今日のたとえ話は、正直なところ何が言いたいのかよく分かりません。そのまま読むと、不正な裁判官でもうるさいやもめの訴えを聞くのだから、なおさら神さまは選ばれた人たちのための訴えを聞き、裁きを行ってくださる、だから絶えず祈らなければならないという教訓話になります。裏を返せば、どのようにすれば神さまはわたしたちの祈りを聞いてくださるのかという問いがあったのではないでしょうか。神さまの善良さを説明するためなら、不正な管理人の話をもってくるまでもありません。酷い裁判官でそうなら、よい神さまなら、なおさらのことだというのであれば、あまりにも普通の人が考える話です。

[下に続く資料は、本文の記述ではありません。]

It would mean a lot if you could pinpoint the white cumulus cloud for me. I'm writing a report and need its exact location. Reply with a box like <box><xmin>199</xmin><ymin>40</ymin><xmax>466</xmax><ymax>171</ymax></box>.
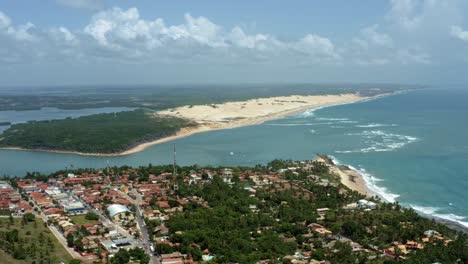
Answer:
<box><xmin>450</xmin><ymin>26</ymin><xmax>468</xmax><ymax>42</ymax></box>
<box><xmin>55</xmin><ymin>0</ymin><xmax>104</xmax><ymax>10</ymax></box>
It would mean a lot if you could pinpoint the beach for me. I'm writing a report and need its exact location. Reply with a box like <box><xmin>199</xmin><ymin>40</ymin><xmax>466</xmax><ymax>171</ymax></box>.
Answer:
<box><xmin>2</xmin><ymin>94</ymin><xmax>371</xmax><ymax>156</ymax></box>
<box><xmin>315</xmin><ymin>155</ymin><xmax>376</xmax><ymax>197</ymax></box>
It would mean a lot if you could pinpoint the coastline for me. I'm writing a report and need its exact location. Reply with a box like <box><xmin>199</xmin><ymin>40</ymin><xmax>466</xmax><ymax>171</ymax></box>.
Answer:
<box><xmin>0</xmin><ymin>94</ymin><xmax>374</xmax><ymax>157</ymax></box>
<box><xmin>315</xmin><ymin>154</ymin><xmax>378</xmax><ymax>197</ymax></box>
<box><xmin>316</xmin><ymin>154</ymin><xmax>468</xmax><ymax>234</ymax></box>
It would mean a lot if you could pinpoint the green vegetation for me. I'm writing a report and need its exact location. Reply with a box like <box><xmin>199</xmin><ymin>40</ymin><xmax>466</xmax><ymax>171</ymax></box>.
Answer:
<box><xmin>0</xmin><ymin>84</ymin><xmax>416</xmax><ymax>111</ymax></box>
<box><xmin>0</xmin><ymin>110</ymin><xmax>190</xmax><ymax>153</ymax></box>
<box><xmin>165</xmin><ymin>177</ymin><xmax>296</xmax><ymax>263</ymax></box>
<box><xmin>110</xmin><ymin>248</ymin><xmax>149</xmax><ymax>264</ymax></box>
<box><xmin>0</xmin><ymin>215</ymin><xmax>71</xmax><ymax>263</ymax></box>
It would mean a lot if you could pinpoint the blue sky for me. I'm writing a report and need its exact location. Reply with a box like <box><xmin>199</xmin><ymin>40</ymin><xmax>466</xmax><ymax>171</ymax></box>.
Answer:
<box><xmin>0</xmin><ymin>0</ymin><xmax>468</xmax><ymax>86</ymax></box>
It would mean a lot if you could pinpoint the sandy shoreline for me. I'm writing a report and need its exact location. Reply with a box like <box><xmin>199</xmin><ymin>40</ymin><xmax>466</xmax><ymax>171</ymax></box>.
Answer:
<box><xmin>316</xmin><ymin>156</ymin><xmax>376</xmax><ymax>197</ymax></box>
<box><xmin>0</xmin><ymin>94</ymin><xmax>374</xmax><ymax>156</ymax></box>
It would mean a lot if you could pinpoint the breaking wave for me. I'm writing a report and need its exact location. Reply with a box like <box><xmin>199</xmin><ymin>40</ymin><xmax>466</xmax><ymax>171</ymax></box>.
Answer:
<box><xmin>330</xmin><ymin>156</ymin><xmax>400</xmax><ymax>203</ymax></box>
<box><xmin>356</xmin><ymin>123</ymin><xmax>398</xmax><ymax>128</ymax></box>
<box><xmin>335</xmin><ymin>130</ymin><xmax>419</xmax><ymax>154</ymax></box>
<box><xmin>409</xmin><ymin>204</ymin><xmax>468</xmax><ymax>227</ymax></box>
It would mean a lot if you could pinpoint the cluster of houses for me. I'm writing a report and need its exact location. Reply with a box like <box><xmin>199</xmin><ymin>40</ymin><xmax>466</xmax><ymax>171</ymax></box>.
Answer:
<box><xmin>0</xmin><ymin>158</ymin><xmax>458</xmax><ymax>264</ymax></box>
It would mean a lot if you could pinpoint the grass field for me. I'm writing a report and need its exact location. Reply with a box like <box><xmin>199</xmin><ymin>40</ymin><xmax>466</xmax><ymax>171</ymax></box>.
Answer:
<box><xmin>0</xmin><ymin>218</ymin><xmax>72</xmax><ymax>264</ymax></box>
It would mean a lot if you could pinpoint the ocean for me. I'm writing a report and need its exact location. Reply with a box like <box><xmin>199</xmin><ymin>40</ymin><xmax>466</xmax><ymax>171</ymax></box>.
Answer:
<box><xmin>0</xmin><ymin>88</ymin><xmax>468</xmax><ymax>227</ymax></box>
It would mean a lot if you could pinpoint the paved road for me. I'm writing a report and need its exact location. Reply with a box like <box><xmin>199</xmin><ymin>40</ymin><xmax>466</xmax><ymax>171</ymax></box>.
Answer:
<box><xmin>30</xmin><ymin>199</ymin><xmax>89</xmax><ymax>261</ymax></box>
<box><xmin>71</xmin><ymin>194</ymin><xmax>133</xmax><ymax>239</ymax></box>
<box><xmin>117</xmin><ymin>190</ymin><xmax>159</xmax><ymax>264</ymax></box>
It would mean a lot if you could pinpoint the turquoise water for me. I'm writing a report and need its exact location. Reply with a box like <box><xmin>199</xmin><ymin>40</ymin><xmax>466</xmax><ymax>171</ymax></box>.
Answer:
<box><xmin>0</xmin><ymin>107</ymin><xmax>134</xmax><ymax>133</ymax></box>
<box><xmin>0</xmin><ymin>89</ymin><xmax>468</xmax><ymax>226</ymax></box>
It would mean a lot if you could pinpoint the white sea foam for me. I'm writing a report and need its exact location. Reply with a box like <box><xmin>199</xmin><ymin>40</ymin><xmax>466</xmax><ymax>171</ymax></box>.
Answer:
<box><xmin>338</xmin><ymin>120</ymin><xmax>359</xmax><ymax>124</ymax></box>
<box><xmin>356</xmin><ymin>123</ymin><xmax>398</xmax><ymax>128</ymax></box>
<box><xmin>317</xmin><ymin>117</ymin><xmax>349</xmax><ymax>121</ymax></box>
<box><xmin>330</xmin><ymin>156</ymin><xmax>468</xmax><ymax>228</ymax></box>
<box><xmin>409</xmin><ymin>204</ymin><xmax>468</xmax><ymax>227</ymax></box>
<box><xmin>335</xmin><ymin>130</ymin><xmax>419</xmax><ymax>153</ymax></box>
<box><xmin>264</xmin><ymin>122</ymin><xmax>334</xmax><ymax>126</ymax></box>
<box><xmin>330</xmin><ymin>156</ymin><xmax>400</xmax><ymax>203</ymax></box>
<box><xmin>265</xmin><ymin>123</ymin><xmax>316</xmax><ymax>126</ymax></box>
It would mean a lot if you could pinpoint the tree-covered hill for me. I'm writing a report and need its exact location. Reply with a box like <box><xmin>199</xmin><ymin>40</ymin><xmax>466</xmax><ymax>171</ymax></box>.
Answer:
<box><xmin>0</xmin><ymin>110</ymin><xmax>191</xmax><ymax>153</ymax></box>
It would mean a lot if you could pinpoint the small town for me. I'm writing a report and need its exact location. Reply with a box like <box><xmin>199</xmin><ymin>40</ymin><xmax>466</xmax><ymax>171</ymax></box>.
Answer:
<box><xmin>0</xmin><ymin>156</ymin><xmax>466</xmax><ymax>264</ymax></box>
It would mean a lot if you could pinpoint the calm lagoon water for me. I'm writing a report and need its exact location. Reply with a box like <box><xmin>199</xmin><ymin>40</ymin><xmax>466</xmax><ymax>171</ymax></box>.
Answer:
<box><xmin>0</xmin><ymin>89</ymin><xmax>468</xmax><ymax>226</ymax></box>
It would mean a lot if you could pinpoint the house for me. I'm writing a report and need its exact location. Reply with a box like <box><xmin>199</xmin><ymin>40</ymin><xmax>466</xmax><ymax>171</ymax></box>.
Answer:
<box><xmin>221</xmin><ymin>168</ymin><xmax>233</xmax><ymax>184</ymax></box>
<box><xmin>107</xmin><ymin>204</ymin><xmax>134</xmax><ymax>221</ymax></box>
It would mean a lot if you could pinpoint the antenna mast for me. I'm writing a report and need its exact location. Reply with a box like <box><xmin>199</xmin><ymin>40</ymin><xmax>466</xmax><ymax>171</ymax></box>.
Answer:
<box><xmin>172</xmin><ymin>144</ymin><xmax>179</xmax><ymax>192</ymax></box>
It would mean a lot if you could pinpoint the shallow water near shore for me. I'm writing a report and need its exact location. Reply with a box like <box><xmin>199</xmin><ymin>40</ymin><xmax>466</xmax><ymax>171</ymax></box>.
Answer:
<box><xmin>0</xmin><ymin>89</ymin><xmax>468</xmax><ymax>226</ymax></box>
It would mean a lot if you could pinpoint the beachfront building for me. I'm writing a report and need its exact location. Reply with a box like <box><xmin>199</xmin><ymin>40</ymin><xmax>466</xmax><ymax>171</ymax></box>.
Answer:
<box><xmin>107</xmin><ymin>204</ymin><xmax>134</xmax><ymax>221</ymax></box>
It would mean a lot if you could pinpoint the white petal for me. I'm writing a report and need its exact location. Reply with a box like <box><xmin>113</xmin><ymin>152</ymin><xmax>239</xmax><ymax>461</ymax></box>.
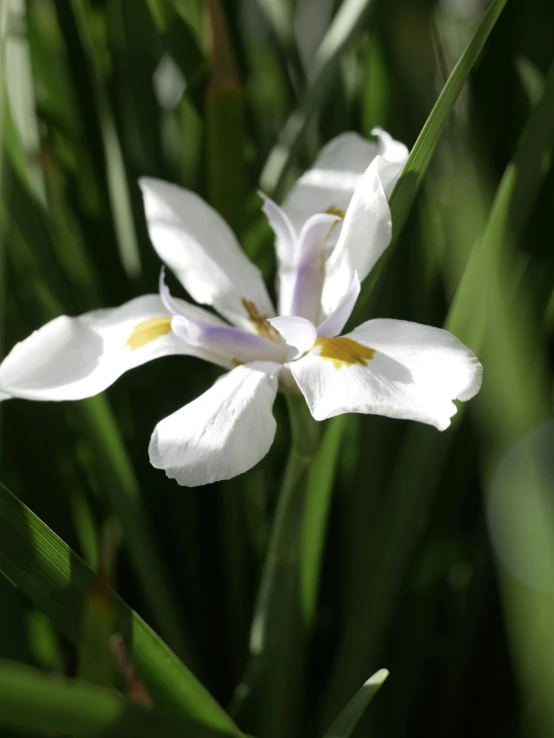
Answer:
<box><xmin>171</xmin><ymin>315</ymin><xmax>287</xmax><ymax>366</ymax></box>
<box><xmin>140</xmin><ymin>177</ymin><xmax>275</xmax><ymax>330</ymax></box>
<box><xmin>0</xmin><ymin>295</ymin><xmax>225</xmax><ymax>400</ymax></box>
<box><xmin>289</xmin><ymin>320</ymin><xmax>482</xmax><ymax>430</ymax></box>
<box><xmin>150</xmin><ymin>362</ymin><xmax>280</xmax><ymax>487</ymax></box>
<box><xmin>371</xmin><ymin>127</ymin><xmax>410</xmax><ymax>169</ymax></box>
<box><xmin>317</xmin><ymin>272</ymin><xmax>361</xmax><ymax>338</ymax></box>
<box><xmin>322</xmin><ymin>156</ymin><xmax>402</xmax><ymax>315</ymax></box>
<box><xmin>283</xmin><ymin>132</ymin><xmax>378</xmax><ymax>232</ymax></box>
<box><xmin>259</xmin><ymin>192</ymin><xmax>298</xmax><ymax>315</ymax></box>
<box><xmin>269</xmin><ymin>315</ymin><xmax>317</xmax><ymax>361</ymax></box>
<box><xmin>258</xmin><ymin>192</ymin><xmax>296</xmax><ymax>268</ymax></box>
<box><xmin>279</xmin><ymin>213</ymin><xmax>338</xmax><ymax>323</ymax></box>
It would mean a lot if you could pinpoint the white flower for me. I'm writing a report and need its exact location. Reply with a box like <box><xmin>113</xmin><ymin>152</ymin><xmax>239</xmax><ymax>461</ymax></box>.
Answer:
<box><xmin>0</xmin><ymin>130</ymin><xmax>481</xmax><ymax>486</ymax></box>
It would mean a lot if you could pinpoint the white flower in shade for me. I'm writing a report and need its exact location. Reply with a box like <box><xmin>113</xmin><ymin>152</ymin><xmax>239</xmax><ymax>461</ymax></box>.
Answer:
<box><xmin>0</xmin><ymin>130</ymin><xmax>481</xmax><ymax>486</ymax></box>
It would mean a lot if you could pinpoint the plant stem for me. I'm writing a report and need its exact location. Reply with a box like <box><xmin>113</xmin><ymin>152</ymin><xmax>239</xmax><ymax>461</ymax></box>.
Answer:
<box><xmin>231</xmin><ymin>394</ymin><xmax>319</xmax><ymax>738</ymax></box>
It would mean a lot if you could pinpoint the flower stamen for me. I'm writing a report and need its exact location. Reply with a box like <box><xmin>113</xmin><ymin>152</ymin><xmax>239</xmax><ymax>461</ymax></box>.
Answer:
<box><xmin>241</xmin><ymin>297</ymin><xmax>280</xmax><ymax>343</ymax></box>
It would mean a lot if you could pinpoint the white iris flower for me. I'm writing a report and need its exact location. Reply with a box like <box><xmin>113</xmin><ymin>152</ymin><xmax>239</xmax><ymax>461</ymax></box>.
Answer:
<box><xmin>0</xmin><ymin>130</ymin><xmax>482</xmax><ymax>486</ymax></box>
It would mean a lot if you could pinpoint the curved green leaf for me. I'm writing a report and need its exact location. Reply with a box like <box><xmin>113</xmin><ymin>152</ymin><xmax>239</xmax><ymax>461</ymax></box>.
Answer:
<box><xmin>0</xmin><ymin>660</ymin><xmax>232</xmax><ymax>738</ymax></box>
<box><xmin>0</xmin><ymin>484</ymin><xmax>244</xmax><ymax>736</ymax></box>
<box><xmin>323</xmin><ymin>669</ymin><xmax>389</xmax><ymax>738</ymax></box>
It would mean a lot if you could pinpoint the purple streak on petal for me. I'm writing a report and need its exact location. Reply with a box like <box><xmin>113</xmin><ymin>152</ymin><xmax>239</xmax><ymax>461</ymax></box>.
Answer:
<box><xmin>158</xmin><ymin>266</ymin><xmax>186</xmax><ymax>317</ymax></box>
<box><xmin>290</xmin><ymin>208</ymin><xmax>339</xmax><ymax>324</ymax></box>
<box><xmin>317</xmin><ymin>272</ymin><xmax>361</xmax><ymax>338</ymax></box>
<box><xmin>171</xmin><ymin>315</ymin><xmax>286</xmax><ymax>363</ymax></box>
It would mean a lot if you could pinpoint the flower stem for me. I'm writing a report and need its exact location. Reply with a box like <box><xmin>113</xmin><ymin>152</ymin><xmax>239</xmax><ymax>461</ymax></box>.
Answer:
<box><xmin>230</xmin><ymin>394</ymin><xmax>319</xmax><ymax>738</ymax></box>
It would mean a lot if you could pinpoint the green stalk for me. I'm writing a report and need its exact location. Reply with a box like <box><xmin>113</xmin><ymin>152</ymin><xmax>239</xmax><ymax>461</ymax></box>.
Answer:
<box><xmin>231</xmin><ymin>394</ymin><xmax>319</xmax><ymax>738</ymax></box>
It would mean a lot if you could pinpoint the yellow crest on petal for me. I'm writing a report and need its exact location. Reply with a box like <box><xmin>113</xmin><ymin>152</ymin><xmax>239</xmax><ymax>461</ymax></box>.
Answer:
<box><xmin>127</xmin><ymin>316</ymin><xmax>171</xmax><ymax>351</ymax></box>
<box><xmin>315</xmin><ymin>336</ymin><xmax>375</xmax><ymax>369</ymax></box>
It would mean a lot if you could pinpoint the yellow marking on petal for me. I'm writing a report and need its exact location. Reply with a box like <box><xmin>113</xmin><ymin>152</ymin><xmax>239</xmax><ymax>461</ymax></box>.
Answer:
<box><xmin>241</xmin><ymin>297</ymin><xmax>280</xmax><ymax>341</ymax></box>
<box><xmin>127</xmin><ymin>316</ymin><xmax>171</xmax><ymax>351</ymax></box>
<box><xmin>314</xmin><ymin>336</ymin><xmax>375</xmax><ymax>369</ymax></box>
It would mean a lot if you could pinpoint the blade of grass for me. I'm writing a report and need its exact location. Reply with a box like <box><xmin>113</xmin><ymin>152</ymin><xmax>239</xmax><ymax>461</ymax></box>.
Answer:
<box><xmin>300</xmin><ymin>415</ymin><xmax>348</xmax><ymax>629</ymax></box>
<box><xmin>260</xmin><ymin>0</ymin><xmax>373</xmax><ymax>196</ymax></box>
<box><xmin>231</xmin><ymin>393</ymin><xmax>319</xmax><ymax>738</ymax></box>
<box><xmin>390</xmin><ymin>0</ymin><xmax>507</xmax><ymax>239</ymax></box>
<box><xmin>71</xmin><ymin>395</ymin><xmax>194</xmax><ymax>664</ymax></box>
<box><xmin>147</xmin><ymin>0</ymin><xmax>207</xmax><ymax>110</ymax></box>
<box><xmin>67</xmin><ymin>1</ymin><xmax>141</xmax><ymax>280</ymax></box>
<box><xmin>0</xmin><ymin>75</ymin><xmax>192</xmax><ymax>663</ymax></box>
<box><xmin>205</xmin><ymin>0</ymin><xmax>246</xmax><ymax>234</ymax></box>
<box><xmin>0</xmin><ymin>484</ymin><xmax>241</xmax><ymax>736</ymax></box>
<box><xmin>324</xmin><ymin>36</ymin><xmax>554</xmax><ymax>732</ymax></box>
<box><xmin>323</xmin><ymin>669</ymin><xmax>389</xmax><ymax>738</ymax></box>
<box><xmin>355</xmin><ymin>0</ymin><xmax>507</xmax><ymax>316</ymax></box>
<box><xmin>0</xmin><ymin>660</ymin><xmax>237</xmax><ymax>738</ymax></box>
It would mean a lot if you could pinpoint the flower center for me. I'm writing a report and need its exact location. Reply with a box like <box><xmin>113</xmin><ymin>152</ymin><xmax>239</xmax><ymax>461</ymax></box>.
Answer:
<box><xmin>314</xmin><ymin>336</ymin><xmax>375</xmax><ymax>369</ymax></box>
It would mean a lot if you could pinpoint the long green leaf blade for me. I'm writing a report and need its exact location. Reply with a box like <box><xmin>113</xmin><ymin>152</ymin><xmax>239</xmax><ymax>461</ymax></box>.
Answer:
<box><xmin>0</xmin><ymin>660</ymin><xmax>232</xmax><ymax>738</ymax></box>
<box><xmin>323</xmin><ymin>669</ymin><xmax>389</xmax><ymax>738</ymax></box>
<box><xmin>0</xmin><ymin>484</ymin><xmax>244</xmax><ymax>735</ymax></box>
<box><xmin>390</xmin><ymin>0</ymin><xmax>507</xmax><ymax>239</ymax></box>
<box><xmin>260</xmin><ymin>0</ymin><xmax>372</xmax><ymax>193</ymax></box>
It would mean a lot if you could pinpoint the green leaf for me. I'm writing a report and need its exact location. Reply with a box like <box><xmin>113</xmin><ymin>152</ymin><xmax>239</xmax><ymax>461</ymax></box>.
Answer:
<box><xmin>232</xmin><ymin>392</ymin><xmax>319</xmax><ymax>738</ymax></box>
<box><xmin>0</xmin><ymin>484</ymin><xmax>244</xmax><ymax>736</ymax></box>
<box><xmin>355</xmin><ymin>0</ymin><xmax>507</xmax><ymax>316</ymax></box>
<box><xmin>323</xmin><ymin>669</ymin><xmax>389</xmax><ymax>738</ymax></box>
<box><xmin>0</xmin><ymin>660</ymin><xmax>233</xmax><ymax>738</ymax></box>
<box><xmin>205</xmin><ymin>3</ymin><xmax>246</xmax><ymax>234</ymax></box>
<box><xmin>390</xmin><ymin>0</ymin><xmax>507</xmax><ymax>239</ymax></box>
<box><xmin>66</xmin><ymin>1</ymin><xmax>141</xmax><ymax>279</ymax></box>
<box><xmin>300</xmin><ymin>415</ymin><xmax>348</xmax><ymax>627</ymax></box>
<box><xmin>260</xmin><ymin>0</ymin><xmax>373</xmax><ymax>194</ymax></box>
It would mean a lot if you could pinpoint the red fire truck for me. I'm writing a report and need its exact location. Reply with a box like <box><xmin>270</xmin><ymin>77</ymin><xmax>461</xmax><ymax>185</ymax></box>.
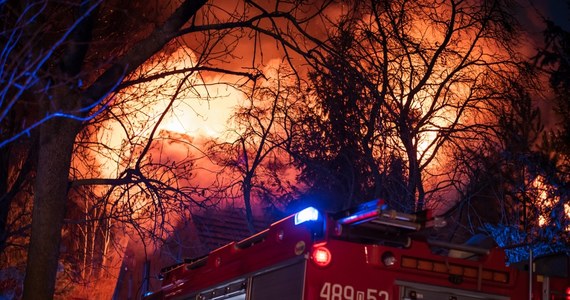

このように、善し悪しで物事を分けて考えると分かりやすいのです。だから世間一般でも、教会でもそのような教え方になっていきます。わたしたちの中でも、悪いことを避け、善いことをすれば救われる、だから、善いことをして、まじめに教会にも行く。そして、祈りも、たくさん祈った方がよく聞いてもらえるんじゃないか、ミサもたくさん参加する方がいいんじゃないか、たくさん献金する方が祈りを聞いてもらえるんじゃないか、という考え方になっていきます。世間の大抵の宗教は、そのような道理で教えていると思います。残念ながら、キリスト教もそのように理解されているのではないでしょうか。これなら、断悪修善、勧善懲悪の世界です。つまり悪いことを断って、善いことを行え、神さまは悪を懲らしめ、善に報いてくださるという発想に基づいた教えです。その教えは説得力があり、誰にでも分かりやすいのです。そして教義的にも説明しやすい。しかし、イエスさまが言われたことは、そんな陳腐な話なのでしょうか。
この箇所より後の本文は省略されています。